The darkness that depression brings is a place I don’t want to go back to, so I am being as proactive as possible to avoid that. That means positivity, focusing on adoption, and not allowing myself to go down the path of feeling sorry for myself.

I can’t talk to anyone about it. I hate when people ask me how I am going, or where we are up to because then I have to think about it instead of pretending that it never happened. I should never have had hope.

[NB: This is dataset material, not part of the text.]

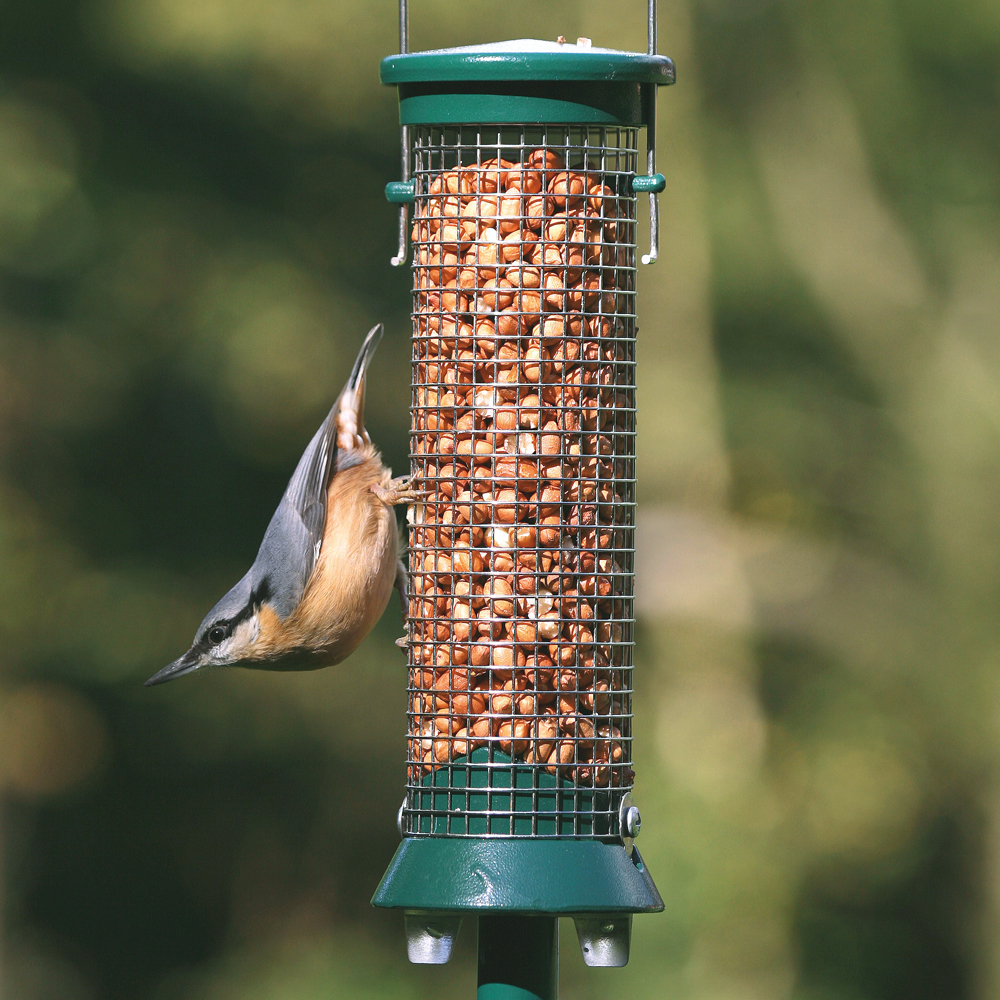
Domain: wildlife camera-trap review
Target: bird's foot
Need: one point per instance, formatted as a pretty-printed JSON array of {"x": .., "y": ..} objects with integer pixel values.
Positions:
[{"x": 399, "y": 491}]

I know IVF doesn’t work for everyone. I guess I just never expected that the person who can’t have children would be me.

 

Murray is devastated. I spent most of Saturday evening comforting him, while trying not to let my own emotions overflow. I can’t give him much comfort though. We are infertile –both of us. Unable to bear children. No guarantee that we will ever be placed with a child for adoption. And somehow we have to be okay with that.

Thursday, 3 December 2015

Day 29 - 9dp3dt Still negative

Another negative this morning and I am PMS'ing like there is no tomorrow so it is over. I guess I always knew that this would be the likely outcome. I'm trying hard to keep everything together. No tears and only positive thoughts, that our baby will come to us through adoption. And even if there is no baby, that we will have each other, and that could be enough.


Tuesday, 1 December 2015

Day 27 - 7dp3dt BFN

I tested this morning. I knew I shouldn’t have but I did anyway. Negative. I know, I know, there is still a chance that it is too early to show up, but the odds get lower and lower all the time for us.

 

My brother is going through some things at the moment, and I bargained with God that if he could help him, I would be okay with this not working. Well my brothers situation started looking up today, so part of me feels like that deal is done. I know how silly that sounds, but this whole process makes you a little nuts.